Margarito after heavy hitters now

As complete and devastating as his performance against Kermit Cintron was Saturday, Antonio Margarito saw his victory not as a climactic scene but as a new beginning.

"This is the first step," Margarito said after stopping Cintron in the fifth round at the Roman Plaza Amphitheatre at Caesars Palace. "I'm ready to show everyone that I'm one of the top pound-for-pound fighters in the world. This is just the start."

Margarito (32-4, 23 knockouts) floored Cintron twice in the fourth round and twice in the fifth round in defending his WBO welterweight title for the fifth time.

The TKO established Margarito, 27, as a big-money player in the welterweight division, with possible fights looming against bankable names such as Shane Mosley, Oscar De La Hoya or Zab Judah.

Mosley celebrated his return to the 147-pound level by scoring a unanimous-decision victory against David Estrada on Saturday's undercard.

"I would like to fight De La Hoya, Mosley, people like that -- big names," Margarito, of Tijuana, said. "I think all those fights can be (made), and I hope they are, because I'm ready for them. ... I can fight any of those guys at the elite level. I showed them I deserve the opportunity."

Cintron (24-1, 22 KOs), a native of Puerto Rico who lives in Reading, Pa., was heralded as a hard hitter with knockout power, but he failed to fire against Margarito, a slight betting favorite.

Margarito, who turned pro at age 15 in Mexico after going 18-3 as an amateur, has fought tougher opponents than Cintron throughout his career.

"I always said a puncher can be knocked out," Margarito said. "I said before the fight that he has never fought anyone at the level I'm at."

Margarito spent the first two rounds feeling his opponent out, absorbing a series of double jabs from Cintron.

The champion turned up the heat in Round 3 at the outdoor arena, inflicting a deep cut by Cintron's right eye with a big left uppercut. Cintron was wobbled and bleeding profusely from the cut when his cornermen stepped up to ask referee Kenny Bayless to halt the fight at 2:12 of the fifth.

"I showed him I have the same power he has," Margarito said in a gracious understatement.

Cintron, 25, said he had no excuses for the loss, although his trainer, Marshall Kauffman, said his fighter had never been cut so badly in his career.

"Once he got cut, it changed everything," Kauffman said. "The strategy was to back (Margarito) up so he couldn't get momentum, but after the second round Kermit let him get momentum.

"It wasn't worth it to keep it going," Kauffman said of throwing in the towel. "He's a young kid."

Mosley (40-4, 35 KOs) beat Estrada (18-2) in a 10-rounder by scores of 97-93, 98-91 and 99-91 on the judges' cards.
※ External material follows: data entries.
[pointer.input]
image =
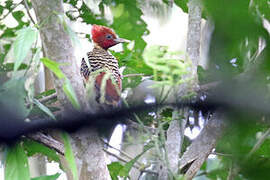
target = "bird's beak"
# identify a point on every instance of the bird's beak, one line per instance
(120, 40)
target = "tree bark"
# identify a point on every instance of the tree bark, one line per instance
(58, 47)
(194, 34)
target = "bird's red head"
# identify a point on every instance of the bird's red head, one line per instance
(105, 37)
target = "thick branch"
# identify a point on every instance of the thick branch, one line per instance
(203, 145)
(58, 47)
(48, 141)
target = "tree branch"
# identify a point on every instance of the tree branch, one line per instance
(48, 141)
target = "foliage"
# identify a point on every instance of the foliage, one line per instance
(234, 51)
(16, 163)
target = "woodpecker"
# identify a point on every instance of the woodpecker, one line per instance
(99, 59)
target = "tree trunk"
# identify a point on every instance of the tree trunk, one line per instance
(58, 47)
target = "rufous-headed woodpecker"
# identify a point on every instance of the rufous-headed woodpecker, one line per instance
(99, 58)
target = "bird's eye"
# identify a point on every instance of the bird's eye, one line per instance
(109, 36)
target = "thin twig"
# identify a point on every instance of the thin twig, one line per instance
(47, 98)
(132, 75)
(28, 11)
(123, 160)
(119, 150)
(16, 5)
(139, 126)
(48, 141)
(221, 154)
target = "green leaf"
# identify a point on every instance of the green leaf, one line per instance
(67, 88)
(44, 109)
(69, 91)
(183, 4)
(114, 169)
(124, 172)
(13, 94)
(51, 177)
(33, 147)
(69, 31)
(8, 67)
(53, 66)
(16, 164)
(22, 44)
(69, 155)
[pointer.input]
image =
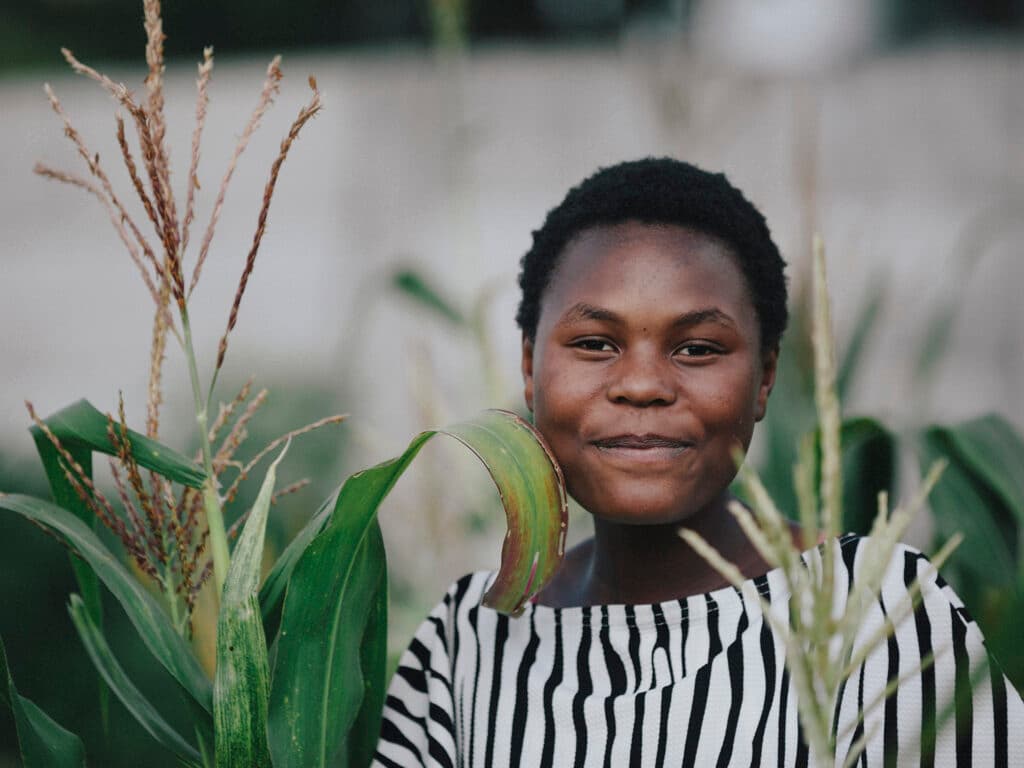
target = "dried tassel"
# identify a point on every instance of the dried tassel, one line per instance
(202, 99)
(270, 85)
(304, 116)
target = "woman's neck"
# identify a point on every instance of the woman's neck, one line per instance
(637, 564)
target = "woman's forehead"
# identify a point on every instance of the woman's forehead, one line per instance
(646, 261)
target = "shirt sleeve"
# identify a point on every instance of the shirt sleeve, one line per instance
(951, 704)
(418, 722)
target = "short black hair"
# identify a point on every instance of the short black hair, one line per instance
(662, 190)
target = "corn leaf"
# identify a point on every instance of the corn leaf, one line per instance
(962, 502)
(868, 465)
(242, 686)
(993, 452)
(148, 619)
(82, 429)
(82, 425)
(329, 675)
(271, 594)
(118, 681)
(415, 286)
(42, 741)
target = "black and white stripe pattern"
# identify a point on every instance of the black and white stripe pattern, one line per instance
(694, 682)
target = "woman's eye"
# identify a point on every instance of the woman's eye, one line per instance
(696, 349)
(594, 345)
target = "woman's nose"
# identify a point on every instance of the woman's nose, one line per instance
(642, 378)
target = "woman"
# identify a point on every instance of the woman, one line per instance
(653, 301)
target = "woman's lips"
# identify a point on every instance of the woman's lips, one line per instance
(645, 448)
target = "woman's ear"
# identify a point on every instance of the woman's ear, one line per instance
(527, 372)
(769, 367)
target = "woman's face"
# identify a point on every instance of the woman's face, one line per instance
(646, 373)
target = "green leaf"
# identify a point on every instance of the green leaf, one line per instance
(863, 326)
(993, 452)
(145, 614)
(332, 622)
(242, 687)
(136, 704)
(271, 594)
(868, 466)
(373, 658)
(82, 429)
(42, 741)
(961, 502)
(416, 287)
(82, 425)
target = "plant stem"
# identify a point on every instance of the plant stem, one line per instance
(211, 500)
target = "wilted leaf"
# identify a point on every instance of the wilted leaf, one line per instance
(329, 675)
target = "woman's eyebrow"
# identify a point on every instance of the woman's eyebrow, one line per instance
(584, 311)
(697, 316)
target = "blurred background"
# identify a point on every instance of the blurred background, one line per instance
(385, 287)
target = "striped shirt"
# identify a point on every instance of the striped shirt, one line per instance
(699, 681)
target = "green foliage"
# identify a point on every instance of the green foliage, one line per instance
(322, 700)
(982, 494)
(329, 675)
(150, 621)
(242, 687)
(118, 681)
(44, 743)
It was Mosley's return to the welterweight division after going 1-2 with a no-contest in four fights at 154 pounds.

"I felt a lot better; I didn't feel flat-footed," Mosley, a three-time world champion, said. "I was able to move around better. He was a pretty tough fighter; he had a very strong will. ... I think I showed him a lot of nice shots."

In a 10-round heavyweight bout on the ESPN Pay-Per-View card, Calvin Brock (25-0, 20 KOs) sustained a seventh-round knockdown but won a unanimous decision against Jameel McCline (31-5-3) by scores of 96-94, 96-93 and 97-93.